Obbligazioni – Le esternazioni di Trump non giovano ai mercati

Il presidente americano, Donald Trump, non perde occasione per dimostrarsi libero da ogni forma di tacito protocollo che ha sempre contraddistinto le uscite pubbliche dei precedenti inquilini della Casa Bianca.

E’ toccato questa volta a Jerome Powell sentirsi direttamente attaccato per una politica monetaria in disaccordo con il pensiero del leader repubblicano che vede nei rialzi dei tassi una pericolosa minaccia alla crescita robusta che gli garantirebbe, al momento, un sicuro successo alle elezioni di medio termine del prossimo autunno.

Da parte della Fed, la pronta risposta in un’intervista radiofonica in cui Jerome Powell si dice assolutamente non preoccupato delle pressioni dell’amministrazione, confermando la lunga tradizione di indipendenza della banca centrale dalla politica.

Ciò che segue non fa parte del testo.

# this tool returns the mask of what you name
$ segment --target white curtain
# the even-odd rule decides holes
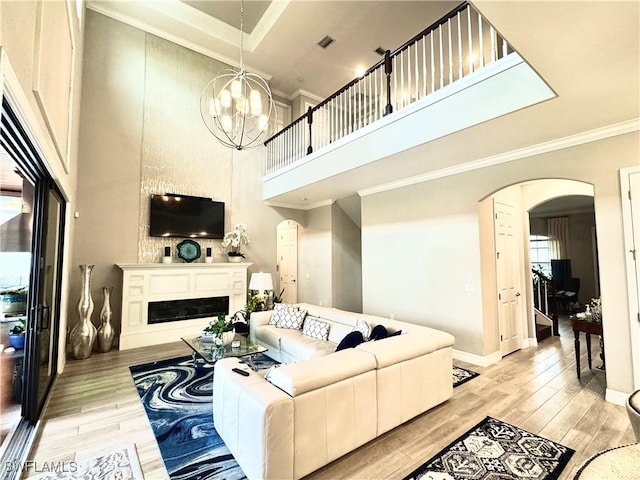
[[[549,246],[551,258],[562,260],[569,256],[569,217],[557,217],[547,219],[547,233],[549,234]]]

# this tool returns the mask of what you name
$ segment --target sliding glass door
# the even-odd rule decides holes
[[[0,478],[13,479],[57,373],[65,202],[5,99],[0,126]],[[23,346],[9,341],[17,324]]]

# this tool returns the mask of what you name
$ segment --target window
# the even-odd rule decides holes
[[[531,267],[551,278],[551,244],[546,235],[529,237]]]

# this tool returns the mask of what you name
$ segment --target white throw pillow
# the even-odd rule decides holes
[[[275,325],[278,328],[300,330],[306,315],[306,310],[301,310],[295,305],[276,303],[273,307],[273,315],[271,316],[271,320],[269,320],[269,325]]]
[[[369,340],[369,335],[371,334],[371,327],[364,320],[358,320],[356,322],[356,326],[353,327],[354,332],[360,332],[362,334],[362,338],[364,338],[365,342]]]
[[[307,316],[302,327],[302,334],[318,340],[327,340],[329,338],[329,324],[315,317]]]

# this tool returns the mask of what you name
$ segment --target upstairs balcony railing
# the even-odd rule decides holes
[[[467,2],[265,142],[265,174],[476,72],[513,50]]]

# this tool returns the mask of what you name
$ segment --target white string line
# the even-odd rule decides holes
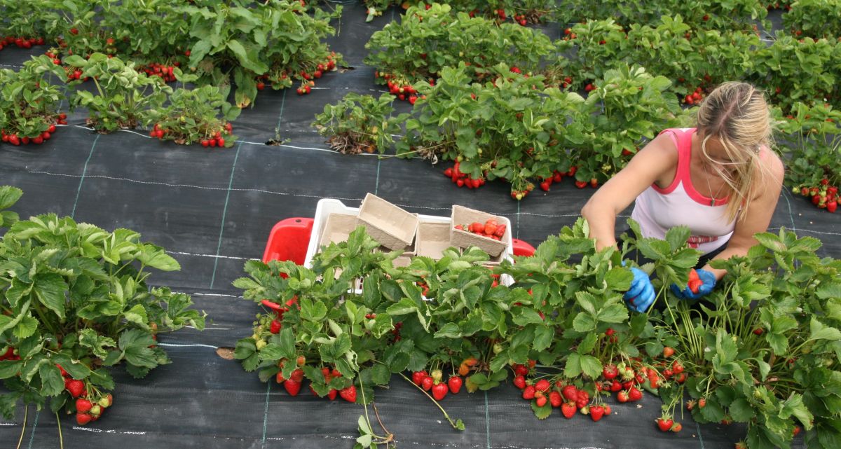
[[[233,259],[236,261],[261,261],[262,259],[256,259],[253,257],[235,257],[233,256],[217,256],[215,254],[193,254],[192,252],[183,252],[183,251],[167,251],[167,254],[180,254],[182,256],[196,256],[198,257],[215,257],[217,259]]]
[[[97,429],[94,427],[79,427],[74,425],[72,427],[74,431],[85,431],[87,432],[93,433],[114,433],[120,435],[146,435],[145,431],[114,431],[114,430],[106,430],[106,429]]]
[[[230,329],[226,330],[230,330]],[[211,348],[211,349],[219,349],[219,346],[211,346],[211,345],[200,345],[200,344],[198,344],[198,343],[192,344],[192,345],[181,345],[181,344],[178,344],[178,343],[158,343],[157,345],[159,346],[169,346],[169,347],[196,347],[196,346],[198,346],[198,347],[209,347],[209,348]]]
[[[27,173],[38,174],[38,175],[51,175],[58,177],[82,177],[82,175],[71,175],[67,173],[54,173],[51,172],[44,172],[40,170],[31,170],[27,171]],[[182,187],[190,188],[199,188],[204,190],[225,190],[228,191],[227,188],[213,188],[205,186],[195,186],[193,184],[179,184],[175,182],[162,182],[159,181],[140,181],[137,179],[131,179],[128,177],[108,177],[105,175],[85,175],[86,178],[96,177],[101,179],[109,179],[112,181],[126,181],[128,182],[135,182],[137,184],[151,184],[151,185],[161,185],[167,187]],[[271,193],[272,195],[283,195],[291,197],[300,197],[300,198],[331,198],[331,199],[341,199],[345,201],[362,201],[361,198],[342,198],[342,197],[322,197],[320,195],[307,195],[304,193],[290,193],[288,192],[273,192],[271,190],[263,190],[260,188],[231,188],[232,192],[259,192],[262,193]]]

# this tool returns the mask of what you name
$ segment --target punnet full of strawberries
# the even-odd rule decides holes
[[[489,226],[499,232],[495,225],[460,225],[488,236]],[[533,256],[490,267],[476,247],[394,267],[399,252],[374,251],[378,244],[362,227],[322,247],[312,268],[246,262],[249,277],[234,285],[264,311],[235,357],[291,395],[365,407],[378,387],[410,383],[457,430],[464,423],[445,409],[447,396],[510,383],[540,420],[610,420],[649,396],[662,404],[653,430],[680,432],[690,419],[743,423],[746,441],[759,448],[769,446],[756,441],[791,441],[800,431],[835,435],[828,423],[838,412],[809,399],[841,399],[826,390],[841,388],[833,349],[841,320],[828,313],[841,265],[815,256],[820,242],[785,230],[758,234],[748,256],[713,262],[728,274],[699,314],[668,288],[698,287],[689,230],[661,240],[635,237],[639,228],[629,225],[633,235],[618,250],[596,251],[579,219]],[[641,267],[658,292],[645,314],[622,300],[633,249],[653,261]],[[802,277],[804,269],[814,276]],[[360,423],[366,440],[394,436],[387,420],[383,431],[366,415]]]

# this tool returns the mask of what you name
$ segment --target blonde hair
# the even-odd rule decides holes
[[[711,159],[706,144],[715,137],[732,161],[727,165],[733,170],[733,175],[717,165],[715,168],[727,184],[726,214],[733,220],[740,209],[747,209],[764,184],[764,177],[770,173],[759,154],[763,146],[770,150],[774,145],[773,122],[764,93],[747,82],[724,82],[701,103],[696,127],[704,135],[701,151],[705,157]]]

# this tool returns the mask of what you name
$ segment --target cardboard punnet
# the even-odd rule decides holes
[[[490,237],[479,235],[466,230],[457,230],[457,225],[469,225],[474,221],[484,224],[488,219],[495,219],[500,225],[505,225],[505,232],[497,240]],[[452,206],[452,226],[450,228],[450,244],[459,248],[479,246],[491,257],[497,257],[511,245],[511,222],[505,217],[492,215],[487,212],[475,210],[464,206]]]
[[[433,223],[421,220],[418,224],[418,236],[415,246],[418,256],[425,256],[439,260],[443,256],[444,250],[450,245],[450,228],[452,224]]]
[[[331,243],[346,241],[347,237],[353,230],[359,225],[359,220],[356,215],[346,215],[344,214],[331,214],[327,215],[324,230],[318,240],[319,248],[325,246]]]
[[[391,250],[411,246],[418,229],[418,216],[368,193],[359,208],[359,221],[380,245]]]

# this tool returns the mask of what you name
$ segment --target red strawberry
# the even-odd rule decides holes
[[[82,398],[79,398],[78,399],[76,399],[76,411],[78,412],[78,413],[85,413],[85,412],[90,410],[91,407],[93,407],[93,404],[91,404],[91,401],[89,401],[87,399],[82,399]]]
[[[563,398],[561,397],[560,393],[558,393],[557,391],[549,392],[549,404],[551,404],[553,407],[560,407],[563,403]]]
[[[561,404],[561,413],[563,414],[563,417],[566,419],[570,419],[575,415],[575,404],[571,402],[565,402]]]
[[[298,392],[301,391],[301,383],[297,380],[288,379],[283,382],[283,388],[286,388],[286,392],[290,396],[297,396]]]
[[[619,402],[621,402],[621,403],[622,403],[622,404],[627,402],[628,401],[628,394],[625,390],[620,391],[619,394],[616,394],[616,400],[619,401]]]
[[[452,376],[450,379],[447,381],[447,386],[450,388],[450,393],[453,394],[458,394],[462,389],[462,384],[464,382],[458,376]]]
[[[674,424],[674,421],[671,419],[666,419],[664,417],[658,418],[656,422],[657,426],[660,428],[661,432],[668,432],[672,430],[672,425]]]
[[[526,385],[523,389],[523,399],[533,399],[535,394],[534,385]]]
[[[440,401],[447,396],[449,391],[447,383],[436,383],[432,386],[432,397],[435,398],[435,400]]]
[[[592,418],[594,421],[600,420],[604,415],[605,408],[601,405],[593,405],[590,408],[590,417]]]
[[[351,385],[346,388],[341,388],[341,390],[339,390],[339,396],[341,396],[341,399],[345,399],[347,402],[354,402],[354,403],[357,402],[356,385]]]
[[[77,379],[64,379],[64,388],[70,392],[70,395],[78,398],[85,391],[85,383]]]

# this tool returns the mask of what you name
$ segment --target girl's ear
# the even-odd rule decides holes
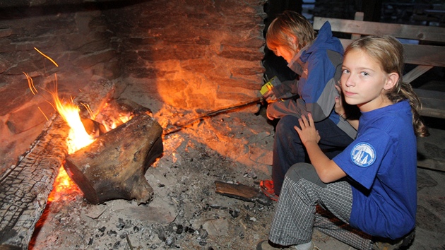
[[[287,36],[287,40],[293,44],[295,44],[297,43],[297,37],[292,35]]]
[[[384,85],[384,89],[385,90],[389,90],[393,88],[397,84],[398,78],[399,76],[397,73],[390,73],[386,77],[386,83],[385,83]]]

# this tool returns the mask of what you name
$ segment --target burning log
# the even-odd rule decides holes
[[[27,249],[67,155],[69,127],[54,116],[17,165],[0,176],[0,249]]]
[[[91,203],[117,198],[146,203],[153,189],[144,174],[163,152],[162,133],[150,116],[138,115],[69,155],[64,166]]]

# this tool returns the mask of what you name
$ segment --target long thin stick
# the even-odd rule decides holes
[[[188,121],[182,121],[182,122],[177,122],[174,124],[173,124],[173,126],[174,126],[174,127],[173,128],[170,128],[168,129],[164,129],[164,132],[163,134],[164,135],[168,135],[174,132],[177,132],[179,130],[182,129],[184,127],[185,127],[187,125],[190,125],[191,124],[194,123],[194,121],[201,119],[204,117],[213,117],[215,115],[217,115],[218,114],[222,113],[222,112],[227,112],[229,111],[232,111],[233,109],[239,109],[243,107],[246,107],[246,106],[249,106],[249,105],[251,105],[254,104],[256,104],[259,102],[263,102],[263,97],[256,97],[252,100],[248,101],[248,102],[242,102],[240,104],[237,104],[237,105],[231,105],[231,106],[228,106],[228,107],[225,107],[222,108],[220,108],[218,109],[215,109],[215,110],[211,110],[205,113],[203,113],[201,114],[199,114]]]

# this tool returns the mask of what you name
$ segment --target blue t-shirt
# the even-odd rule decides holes
[[[362,112],[357,138],[334,162],[352,188],[350,224],[391,239],[414,228],[417,144],[408,101]]]

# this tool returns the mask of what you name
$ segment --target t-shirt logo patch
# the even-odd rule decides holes
[[[376,160],[376,150],[369,143],[358,143],[351,150],[351,160],[357,166],[369,167]]]

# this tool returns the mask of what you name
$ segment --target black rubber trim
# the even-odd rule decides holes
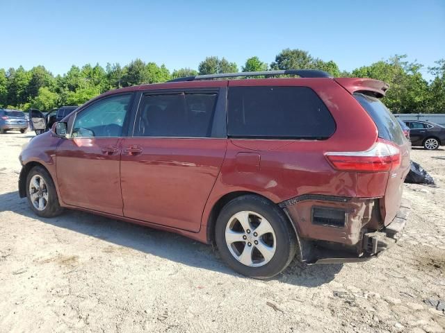
[[[318,200],[321,201],[334,201],[337,203],[348,203],[352,198],[348,196],[325,196],[323,194],[302,194],[301,196],[291,198],[278,204],[281,208],[291,206],[300,201],[307,200]]]

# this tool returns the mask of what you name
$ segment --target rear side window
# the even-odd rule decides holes
[[[195,92],[145,95],[134,136],[209,137],[217,97]]]
[[[229,136],[325,139],[334,131],[332,116],[310,88],[234,87],[229,89]]]
[[[405,135],[400,126],[391,111],[380,100],[363,94],[354,94],[355,99],[373,119],[378,130],[378,137],[403,144]]]
[[[22,111],[6,111],[5,113],[8,117],[25,117]]]

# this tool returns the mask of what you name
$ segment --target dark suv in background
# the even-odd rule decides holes
[[[44,114],[39,110],[31,109],[29,110],[29,127],[35,131],[35,134],[42,134],[49,130],[55,122],[62,120],[77,108],[63,106],[58,109],[53,109],[47,114]]]
[[[430,121],[404,120],[410,128],[410,138],[412,146],[423,146],[432,151],[445,144],[445,127]]]
[[[225,79],[254,76],[300,78]],[[393,245],[410,143],[383,82],[314,70],[204,75],[111,91],[35,137],[21,197],[214,244],[233,269],[278,274]]]
[[[0,134],[7,130],[19,130],[24,133],[28,129],[25,114],[17,110],[0,109]]]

Si tratta di uno scontro istituzionale “subliminale”, ma sufficiente a creare nervosismo e esacerbare una reazione di mercato, non preoccupante, ma amplificata, come si è spesso detto, dai volumi sottili degli scambi che contraddistinguono tipicamente questo momento dell’anno.

Mentre il T-bond resta dov’era ieri pomeriggio, il dollaro si indebolisce riportandosi in area 1,1650 proprio a seguito dell’esternazioni di Trump.

I governativi europei risentono a loro modo del clima meno sereno e vedono i titoli dei Paesi cosiddetti periferici (Italia, Spagna e Portogallo) con rialzi dei rendimenti a zig-zag in relazione al momento di misurazione, che arrivano a superare anche i dieci centesimi per poi rientrare rapidamente su livelli più normali.

La fotografia istantanea non fa testo e bisognerà attendere la chiusura di giornata per comprendere esattamente il vero umore del mercato.

Nessun segnale dagli spread degli high-yield, ovviamente, in quanto ritardati di un giorno, ma che a logica dovrebbero accusare una correzione al rialzo.